0
votes

I am trying to import the weather data for a number of dates, and one zip code, in Google Sheets. I am using importxml for this in the following base formula:

=importxml("https://www.almanac.com/weather/history/zipcode/89118/2020-01-21","//*")

When using this formula with certain zip codes and certain times, it returns the full text of the page which I then query for the mean temperature and mean dew point. However, with the above example and in many other cases, it returns "Could not fetch URL" and #N/A in the cells.
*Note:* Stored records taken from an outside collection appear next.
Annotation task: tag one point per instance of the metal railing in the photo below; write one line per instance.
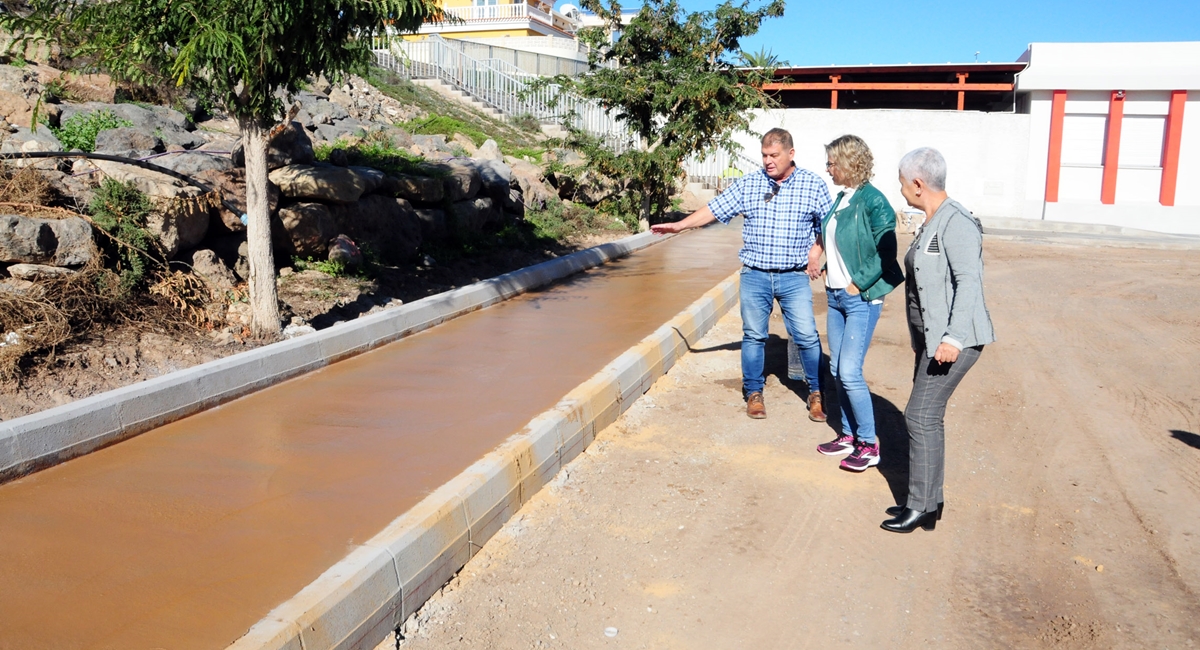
(718, 169)
(507, 88)
(502, 85)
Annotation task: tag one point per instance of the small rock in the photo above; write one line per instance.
(57, 242)
(37, 272)
(490, 151)
(209, 266)
(293, 331)
(345, 251)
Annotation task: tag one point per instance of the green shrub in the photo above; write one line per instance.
(79, 131)
(378, 151)
(328, 266)
(443, 125)
(120, 211)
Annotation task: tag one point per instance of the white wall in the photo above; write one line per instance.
(1139, 176)
(987, 152)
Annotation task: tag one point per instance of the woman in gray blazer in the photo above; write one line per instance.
(948, 324)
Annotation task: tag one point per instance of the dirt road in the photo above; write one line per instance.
(1072, 521)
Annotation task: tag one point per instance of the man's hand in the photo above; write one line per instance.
(946, 354)
(815, 253)
(700, 217)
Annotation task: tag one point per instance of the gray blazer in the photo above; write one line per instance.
(948, 268)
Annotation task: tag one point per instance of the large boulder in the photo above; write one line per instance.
(54, 242)
(529, 178)
(383, 224)
(167, 124)
(129, 142)
(208, 265)
(372, 178)
(495, 176)
(414, 188)
(180, 217)
(471, 216)
(432, 143)
(310, 227)
(341, 130)
(190, 163)
(21, 91)
(324, 184)
(460, 181)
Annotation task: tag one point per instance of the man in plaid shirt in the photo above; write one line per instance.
(781, 251)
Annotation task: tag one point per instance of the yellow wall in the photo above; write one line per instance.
(469, 2)
(492, 34)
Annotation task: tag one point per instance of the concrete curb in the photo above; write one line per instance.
(48, 438)
(369, 594)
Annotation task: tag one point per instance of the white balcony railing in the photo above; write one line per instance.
(517, 11)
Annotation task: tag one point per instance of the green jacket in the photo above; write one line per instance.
(867, 240)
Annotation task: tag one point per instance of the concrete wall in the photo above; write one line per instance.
(987, 152)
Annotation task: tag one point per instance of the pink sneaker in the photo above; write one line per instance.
(864, 456)
(843, 444)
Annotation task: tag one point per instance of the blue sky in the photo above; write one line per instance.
(936, 31)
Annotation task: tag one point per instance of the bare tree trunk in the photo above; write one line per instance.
(263, 295)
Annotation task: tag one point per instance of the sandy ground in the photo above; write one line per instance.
(1072, 517)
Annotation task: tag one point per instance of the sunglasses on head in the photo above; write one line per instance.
(774, 190)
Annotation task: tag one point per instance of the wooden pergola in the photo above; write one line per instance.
(997, 78)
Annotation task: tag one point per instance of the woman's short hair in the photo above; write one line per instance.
(925, 163)
(853, 157)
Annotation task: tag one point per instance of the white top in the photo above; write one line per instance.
(837, 275)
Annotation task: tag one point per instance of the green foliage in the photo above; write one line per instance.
(559, 222)
(120, 211)
(676, 84)
(443, 125)
(240, 50)
(532, 154)
(376, 150)
(763, 59)
(328, 266)
(81, 130)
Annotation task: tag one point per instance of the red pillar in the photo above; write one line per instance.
(1113, 148)
(1171, 138)
(1054, 161)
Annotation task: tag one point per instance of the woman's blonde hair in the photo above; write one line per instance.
(853, 157)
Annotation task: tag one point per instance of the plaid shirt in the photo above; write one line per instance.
(781, 220)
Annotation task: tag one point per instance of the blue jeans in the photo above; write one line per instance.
(759, 293)
(850, 326)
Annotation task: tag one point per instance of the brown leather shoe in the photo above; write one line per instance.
(755, 405)
(816, 411)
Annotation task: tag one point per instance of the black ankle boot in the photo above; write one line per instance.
(910, 519)
(895, 511)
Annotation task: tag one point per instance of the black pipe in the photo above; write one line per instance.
(135, 162)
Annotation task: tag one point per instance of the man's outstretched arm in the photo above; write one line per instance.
(700, 217)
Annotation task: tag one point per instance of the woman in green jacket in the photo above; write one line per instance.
(861, 269)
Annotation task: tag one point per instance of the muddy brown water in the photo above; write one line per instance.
(186, 535)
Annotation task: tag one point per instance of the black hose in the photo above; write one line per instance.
(135, 162)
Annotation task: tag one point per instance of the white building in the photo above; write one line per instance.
(1114, 133)
(1105, 133)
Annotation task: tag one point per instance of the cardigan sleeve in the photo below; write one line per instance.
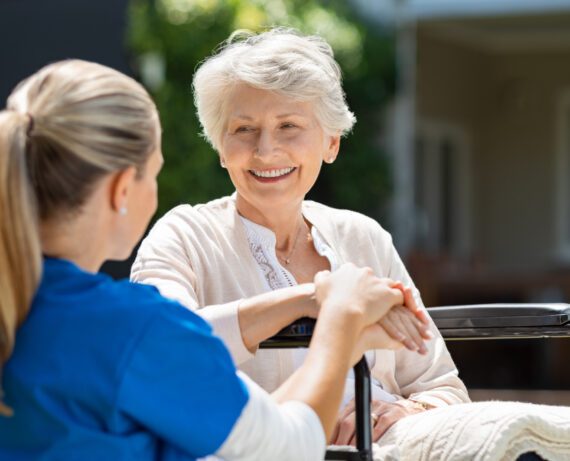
(163, 260)
(431, 378)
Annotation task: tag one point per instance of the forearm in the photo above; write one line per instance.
(266, 430)
(320, 381)
(262, 316)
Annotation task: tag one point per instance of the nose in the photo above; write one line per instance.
(265, 144)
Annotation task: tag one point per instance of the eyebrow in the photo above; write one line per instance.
(280, 116)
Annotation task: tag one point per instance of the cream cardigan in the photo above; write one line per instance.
(200, 256)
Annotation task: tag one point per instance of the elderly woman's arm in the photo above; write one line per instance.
(164, 261)
(431, 378)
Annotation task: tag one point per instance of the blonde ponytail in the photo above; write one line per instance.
(65, 127)
(20, 253)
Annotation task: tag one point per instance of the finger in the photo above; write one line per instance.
(410, 303)
(346, 430)
(391, 329)
(321, 276)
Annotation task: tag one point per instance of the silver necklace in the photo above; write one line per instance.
(287, 259)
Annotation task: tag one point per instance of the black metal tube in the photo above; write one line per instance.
(363, 418)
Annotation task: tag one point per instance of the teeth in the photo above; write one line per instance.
(272, 173)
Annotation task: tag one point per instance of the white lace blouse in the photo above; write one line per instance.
(262, 245)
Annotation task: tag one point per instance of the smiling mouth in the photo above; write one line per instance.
(272, 174)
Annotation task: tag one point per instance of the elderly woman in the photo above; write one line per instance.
(273, 107)
(97, 369)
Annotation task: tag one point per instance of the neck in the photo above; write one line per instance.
(285, 222)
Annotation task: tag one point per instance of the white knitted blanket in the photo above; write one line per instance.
(481, 431)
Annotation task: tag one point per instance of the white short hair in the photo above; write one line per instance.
(280, 60)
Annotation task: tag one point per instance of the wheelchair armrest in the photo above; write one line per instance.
(299, 334)
(499, 321)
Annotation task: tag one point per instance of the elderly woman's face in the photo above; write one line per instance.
(273, 147)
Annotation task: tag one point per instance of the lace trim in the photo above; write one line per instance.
(266, 267)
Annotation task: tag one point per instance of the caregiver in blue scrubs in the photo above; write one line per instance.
(94, 369)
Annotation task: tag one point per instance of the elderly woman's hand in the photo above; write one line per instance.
(384, 415)
(409, 323)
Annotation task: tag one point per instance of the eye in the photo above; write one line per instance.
(244, 129)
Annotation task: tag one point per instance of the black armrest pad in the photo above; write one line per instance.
(500, 315)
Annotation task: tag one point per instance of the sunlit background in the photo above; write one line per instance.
(461, 149)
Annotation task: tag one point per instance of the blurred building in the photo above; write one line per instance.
(481, 144)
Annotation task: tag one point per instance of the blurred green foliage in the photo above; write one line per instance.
(169, 38)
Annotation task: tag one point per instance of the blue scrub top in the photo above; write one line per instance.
(106, 370)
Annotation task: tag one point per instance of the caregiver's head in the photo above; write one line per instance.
(79, 143)
(273, 107)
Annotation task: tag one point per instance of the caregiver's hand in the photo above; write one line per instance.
(357, 292)
(384, 415)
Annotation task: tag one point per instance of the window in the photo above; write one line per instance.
(563, 178)
(442, 189)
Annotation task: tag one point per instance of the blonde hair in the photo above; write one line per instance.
(65, 127)
(280, 60)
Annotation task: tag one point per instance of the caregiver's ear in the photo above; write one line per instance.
(332, 149)
(121, 185)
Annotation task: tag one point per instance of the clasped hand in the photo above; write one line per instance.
(388, 314)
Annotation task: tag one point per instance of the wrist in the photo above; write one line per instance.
(306, 305)
(415, 405)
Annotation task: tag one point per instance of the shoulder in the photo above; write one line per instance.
(141, 304)
(344, 222)
(194, 218)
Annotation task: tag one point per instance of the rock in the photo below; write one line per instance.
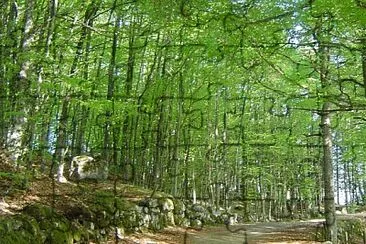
(166, 205)
(179, 207)
(196, 223)
(20, 229)
(85, 167)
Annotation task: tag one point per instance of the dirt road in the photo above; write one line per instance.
(270, 232)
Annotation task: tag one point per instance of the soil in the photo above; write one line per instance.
(300, 232)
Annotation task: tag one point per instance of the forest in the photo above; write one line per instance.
(262, 102)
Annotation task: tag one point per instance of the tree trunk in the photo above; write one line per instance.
(329, 207)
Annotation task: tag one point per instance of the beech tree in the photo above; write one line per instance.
(218, 100)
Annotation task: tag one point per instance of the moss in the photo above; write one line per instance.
(60, 237)
(19, 229)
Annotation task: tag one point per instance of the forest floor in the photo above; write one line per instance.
(44, 190)
(300, 232)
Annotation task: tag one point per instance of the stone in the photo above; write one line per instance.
(166, 204)
(86, 167)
Thus, the issue is, it works a number of times, but by the fifth date or so, it throws the "Could not fetch URL" error. It also fails as I change zip codes. My only guess based on reading many threads is that because I'm requesting the URL so often from Sheets, it is eventually being blocked. Is there any other error anyone can see? I have to use the formula a few times to calculate relative humidity and other things, so I need it to work multiple times. Is it possible there would be a better way to get this working using a script? Or anything else that could cause this? Here is the spreadsheet in question (just a work in progress, but the weather part is my issue): https://docs.google.com/spreadsheets/d/1WPyyMZjmMykQ5RH3FCRVqBHPSom9Vo0eaLlff-1z58w/edit?usp=sharing

The formulas that are throwing errors start at column N. This Sheet contains many formulas using the above base formula, in case you want to see more examples of the problem.

Thanks!

1
What happens when you use the "base formula" as an actual formula instead of nested inside other formulas? - Rubén
@Rubén Sadly, the same thing. You can see that example in cell U5. I tried it there without any variables just to see what was happening. - Brian - RGY Studio
While a demo spreadsheet could be helpful, all the relevant details should be included in the question, like formula, the formula result, the textual error message if there is any... - Rubén
The demo should be minimal reproducible example - Rubén
I apologize. I tried to include all of that. I'll edit the question for more clarity. - Brian - RGY Studio

1 Answers

2
votes

After a great deal of trial and error, I found a solution to my own problem. I'm answering this in detail for anyone who needs to find weather info by zip code and date. I switched to using importdata, transposed it to speed up the query, and used a helper cell to hold the result for each date. I then have the other formulas searching within the result in the helper cell, instead of calling import*** many times throughout. It is slow at times, but it works. This is the updated helper formula (where O3 contains the date in "YYYY-MM-DD" form, O5 contains the URL "https://www.almanac.com/weather/history/", and O4 contains the zip code:

=if(O3="",,query(transpose(IMPORTdata($O$5&$O$4&"/"&O3)),"select Col487 where Col487 contains 'Mean'"))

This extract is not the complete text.